COMPLAINT FOR INJUNCTIVE AND OTHER RELIEF

The Securities and Exchange Commission ("Commission") files this Complaint for Injunctive and Other Relief and alleges as follows:

INTRODUCTION

1. In the spring of 1999, Just for Feet, Inc. ("Just for Feet"), a former national retailer of athletic and outdoor footwear and apparel, overstated its income through the use of bogus receivables from its outside vendors.

2. Defendant Jonathan G. Epstein ("Epstein"), as the President and Chief Executive Officer ("CEO") of Fila U.S.A. ("Fila"), one of Just for Feet's vendors, aided and abetted Just for Feet's efforts to artificially inflate its income.

3. Epstein has engaged in, and unless restrained and enjoined by this Court, will continue to engage in, acts and practices that aid and abet violations of Section 17(a) of the Securities Act of 1933 ("Securities Act") [15 U.S.C. 77q(a)] and Sections 10(b) and 13(a) of the Securities Exchange Act of 1934 ("Exchange Act") [15 U.S.C. 78j(b) and 78m(a)] and Rules 10b-5, 12b-20, 13a-1 and 13a-13 thereunder [17 C.F.R. 240.10b-5, 240.12b-20, 240.13a-1 and 240.13a-13].

JURISDICTION AND VENUE

4. This Court has jurisdiction over this action pursuant to 28 U.S.C. 1331 and 1337 and Sections 20(b) and 22(a) of the Securities Act [15 U.S.C. 77t(b) and 77v] and Sections 21(d), 21(e), and 27 of the Exchange Act [15 U.S.C. 78u(d), 78u(e) and 78aa].

5. Venue is proper in this district pursuant to 28 U.S.C. 1391(b)(1) and (2); Section 22(a) of the Securities Act [15 U.S.C. 77v(a)]; and Section 27 of the Exchange Act [15 U.S.C. 78aa]. Certain of the actions set forth herein, including the offer and sale of Just for Feet's securities during the relevant period, occurred within this district.

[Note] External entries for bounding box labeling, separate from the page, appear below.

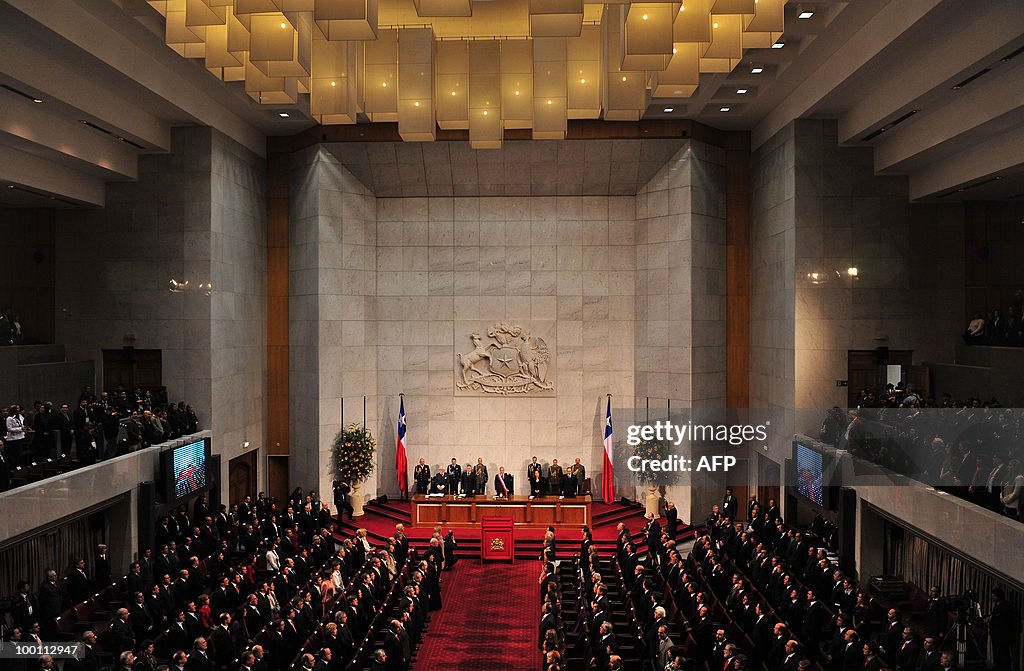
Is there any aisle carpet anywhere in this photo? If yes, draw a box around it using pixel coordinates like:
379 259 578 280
413 559 541 671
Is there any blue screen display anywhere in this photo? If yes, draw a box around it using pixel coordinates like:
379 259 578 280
797 443 824 506
174 441 206 498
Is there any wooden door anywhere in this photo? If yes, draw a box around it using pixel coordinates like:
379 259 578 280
103 347 163 393
757 454 782 520
846 347 913 408
227 450 259 503
726 459 751 521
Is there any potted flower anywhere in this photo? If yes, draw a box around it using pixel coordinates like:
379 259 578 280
334 424 377 517
633 441 676 517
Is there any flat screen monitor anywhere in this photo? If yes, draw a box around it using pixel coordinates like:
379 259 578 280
165 439 208 501
797 443 825 506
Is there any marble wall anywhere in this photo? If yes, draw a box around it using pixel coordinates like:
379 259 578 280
55 127 213 426
289 146 380 495
55 127 266 481
208 132 266 475
635 140 726 519
376 191 635 494
794 119 964 408
750 124 797 408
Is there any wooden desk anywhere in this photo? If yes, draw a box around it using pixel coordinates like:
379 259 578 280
413 494 592 529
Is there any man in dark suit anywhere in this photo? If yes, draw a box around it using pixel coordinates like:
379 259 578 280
167 609 195 651
914 636 939 671
185 636 214 671
444 457 462 496
537 602 558 651
394 522 409 569
890 627 921 671
804 589 828 658
68 559 93 604
541 562 558 601
722 487 739 521
384 620 408 671
39 569 63 640
128 592 153 640
413 459 430 495
665 501 679 540
0 440 10 492
564 457 587 497
210 613 238 671
473 457 487 495
495 466 514 498
103 609 135 656
645 513 662 564
526 457 544 499
12 580 41 631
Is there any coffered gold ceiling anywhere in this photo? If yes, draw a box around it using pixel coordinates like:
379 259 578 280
150 0 785 149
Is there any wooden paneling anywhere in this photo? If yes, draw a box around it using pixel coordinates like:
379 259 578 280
413 495 591 529
725 132 751 408
103 347 162 393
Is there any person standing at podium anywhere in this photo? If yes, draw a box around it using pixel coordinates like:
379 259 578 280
564 457 587 497
495 466 513 499
459 463 476 498
526 457 544 499
413 459 430 494
548 459 564 498
473 457 487 494
444 457 462 496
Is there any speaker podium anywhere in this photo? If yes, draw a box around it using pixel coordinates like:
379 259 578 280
480 515 515 563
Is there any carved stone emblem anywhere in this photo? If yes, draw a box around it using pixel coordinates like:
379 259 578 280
456 322 555 395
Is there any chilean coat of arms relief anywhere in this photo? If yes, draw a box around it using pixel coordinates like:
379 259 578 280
456 322 555 395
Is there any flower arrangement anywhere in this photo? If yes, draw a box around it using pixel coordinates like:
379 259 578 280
334 424 377 485
633 441 678 487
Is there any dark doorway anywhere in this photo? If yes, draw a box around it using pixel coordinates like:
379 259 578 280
748 454 781 522
846 347 928 408
103 347 164 392
227 450 259 503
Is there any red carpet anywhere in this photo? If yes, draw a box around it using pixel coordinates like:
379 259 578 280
413 559 541 671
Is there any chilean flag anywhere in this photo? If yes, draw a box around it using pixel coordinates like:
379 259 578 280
601 396 615 503
394 396 409 497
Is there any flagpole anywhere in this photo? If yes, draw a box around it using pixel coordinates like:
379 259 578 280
395 391 409 501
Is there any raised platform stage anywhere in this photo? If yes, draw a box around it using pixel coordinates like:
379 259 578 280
412 494 593 529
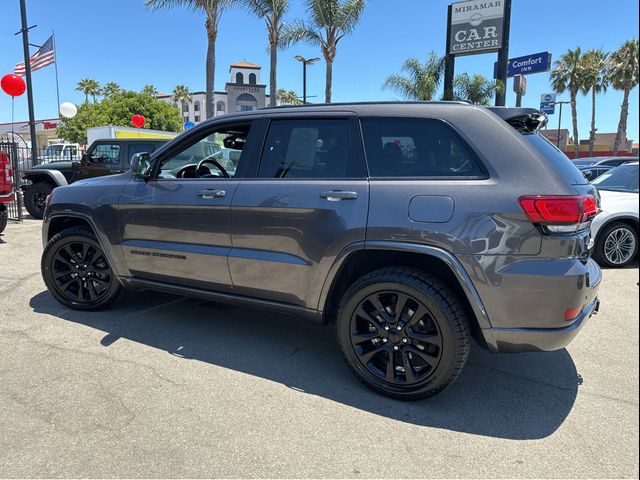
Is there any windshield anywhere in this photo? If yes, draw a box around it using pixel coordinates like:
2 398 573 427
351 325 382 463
593 164 638 193
573 160 596 167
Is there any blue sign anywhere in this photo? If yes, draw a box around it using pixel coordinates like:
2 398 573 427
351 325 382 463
540 93 556 115
493 52 551 78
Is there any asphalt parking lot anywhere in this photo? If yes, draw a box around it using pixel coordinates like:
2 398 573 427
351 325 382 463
0 219 639 478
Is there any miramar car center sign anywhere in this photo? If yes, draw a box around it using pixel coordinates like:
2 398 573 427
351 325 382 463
447 0 504 56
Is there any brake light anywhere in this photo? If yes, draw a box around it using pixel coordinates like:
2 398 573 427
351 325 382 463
518 195 598 233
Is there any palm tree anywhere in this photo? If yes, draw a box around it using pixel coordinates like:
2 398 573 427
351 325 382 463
278 88 302 105
145 0 237 118
382 52 444 101
550 47 584 158
101 82 122 97
453 72 504 105
244 0 289 107
76 78 100 103
142 85 158 97
580 49 609 157
281 0 364 103
171 85 191 114
608 38 638 155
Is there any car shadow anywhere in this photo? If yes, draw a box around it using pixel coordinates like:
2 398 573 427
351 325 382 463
30 291 582 440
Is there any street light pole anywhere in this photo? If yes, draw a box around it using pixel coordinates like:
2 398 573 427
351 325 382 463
554 100 578 148
295 55 320 105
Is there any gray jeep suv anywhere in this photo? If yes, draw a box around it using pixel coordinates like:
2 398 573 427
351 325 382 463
42 103 601 399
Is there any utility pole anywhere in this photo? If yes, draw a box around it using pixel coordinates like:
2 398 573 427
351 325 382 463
295 55 320 105
496 0 511 107
16 0 38 165
443 4 456 101
554 100 578 148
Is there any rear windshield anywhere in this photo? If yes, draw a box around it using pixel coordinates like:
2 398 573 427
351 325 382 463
593 164 638 193
522 133 588 185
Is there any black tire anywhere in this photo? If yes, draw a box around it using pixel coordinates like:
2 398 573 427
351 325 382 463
0 204 9 233
336 267 470 400
24 182 53 219
593 222 638 268
40 227 121 310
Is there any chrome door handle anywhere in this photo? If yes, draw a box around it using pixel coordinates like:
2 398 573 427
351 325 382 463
197 190 227 199
320 190 358 202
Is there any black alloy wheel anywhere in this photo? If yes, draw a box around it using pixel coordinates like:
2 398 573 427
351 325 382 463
336 267 470 400
350 291 442 385
42 228 120 310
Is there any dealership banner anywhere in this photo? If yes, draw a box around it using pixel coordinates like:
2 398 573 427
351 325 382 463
447 0 504 55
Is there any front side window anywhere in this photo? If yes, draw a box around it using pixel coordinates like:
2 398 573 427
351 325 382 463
362 118 482 177
258 119 359 179
91 143 120 165
158 124 251 180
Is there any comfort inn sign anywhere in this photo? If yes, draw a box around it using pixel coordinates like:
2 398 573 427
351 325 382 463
447 0 504 55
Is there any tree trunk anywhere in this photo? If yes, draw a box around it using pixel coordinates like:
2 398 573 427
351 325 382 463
613 88 630 155
324 59 333 103
205 19 218 119
269 41 278 107
589 88 596 157
571 92 580 158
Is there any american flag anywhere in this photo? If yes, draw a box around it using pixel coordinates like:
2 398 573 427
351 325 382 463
13 35 56 76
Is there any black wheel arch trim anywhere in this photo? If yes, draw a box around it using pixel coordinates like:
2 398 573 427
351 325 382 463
42 211 122 283
594 215 640 242
318 240 491 329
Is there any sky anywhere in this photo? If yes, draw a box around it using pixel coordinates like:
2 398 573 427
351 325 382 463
0 0 639 142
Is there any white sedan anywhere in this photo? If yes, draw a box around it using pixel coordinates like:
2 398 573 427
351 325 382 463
591 162 638 267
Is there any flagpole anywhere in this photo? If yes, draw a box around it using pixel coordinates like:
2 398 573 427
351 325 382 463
20 0 38 165
51 30 60 117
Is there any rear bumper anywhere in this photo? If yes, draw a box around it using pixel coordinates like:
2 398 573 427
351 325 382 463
482 259 602 353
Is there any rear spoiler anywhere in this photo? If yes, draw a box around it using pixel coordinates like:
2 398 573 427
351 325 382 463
487 107 547 134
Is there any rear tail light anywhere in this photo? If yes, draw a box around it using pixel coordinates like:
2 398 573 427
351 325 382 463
518 195 598 233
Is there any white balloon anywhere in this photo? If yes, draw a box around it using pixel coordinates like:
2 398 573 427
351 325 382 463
60 102 78 118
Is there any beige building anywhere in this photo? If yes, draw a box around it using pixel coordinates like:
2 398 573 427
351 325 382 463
158 62 276 124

6. Epstein, directly and indirectly, has made use of the mails, the means and instruments of transportation and communication in interstate commerce, and the means and instrumentalities of interstate commerce, in connection with the transactions, acts, practices and courses of business alleged in this Complaint.

THE DEFENDANT

7. Jonathan G. Epstein, 48, of St. Louis, Missouri, was the President and CEO of Fila at the time of the events described herein. Epstein resigned from Fila in December 2003.

ISSUER INVOLVED

8. Just for Feet, Inc., a Delaware corporation based during the relevant period in Birmingham, Alabama, was a national retailer of athletic and outdoor footwear and apparel. Just for Feet went public in 1994. Its securities were registered with the Commission pursuant to Section 12 of the Securities Act of 1933 [15 U.S.C. 78l] or and traded on the National Association of Securities Dealers Automated Quotation System under the symbol "FEET." Despite presenting a favorable financial picture in its fiscal 1998 Form 10-K filed on April 30, 1999, Just for Feet filed for protection in November of 1999 under Chapter 11 of the Bankruptcy Code. This was converted to a Chapter 7 liquidation proceeding in 2000.

9. Just for Feet's fiscal year ran from February 1 through January 31. In January 1999, however, Just for Feet changed the ending date for fiscal 1998 to January 30.

THE OVERSTATEMENT OF INCOME

10. Just for Feet incurred large amounts of advertising expenses. Most of its vendors offered financial assistance through unwritten agreements to Just for Feet to help pay for these advertising expenses. This assistance was termed "advertising co-op" or "vendor allowances." If Just for Feet promoted a particular vendor's products in one of its advertisements, that vendor might agree to offer advertising co-op to the Company to share the costs of the advertisement. Just for Feet offset this revenue against advertising expense on its income statement.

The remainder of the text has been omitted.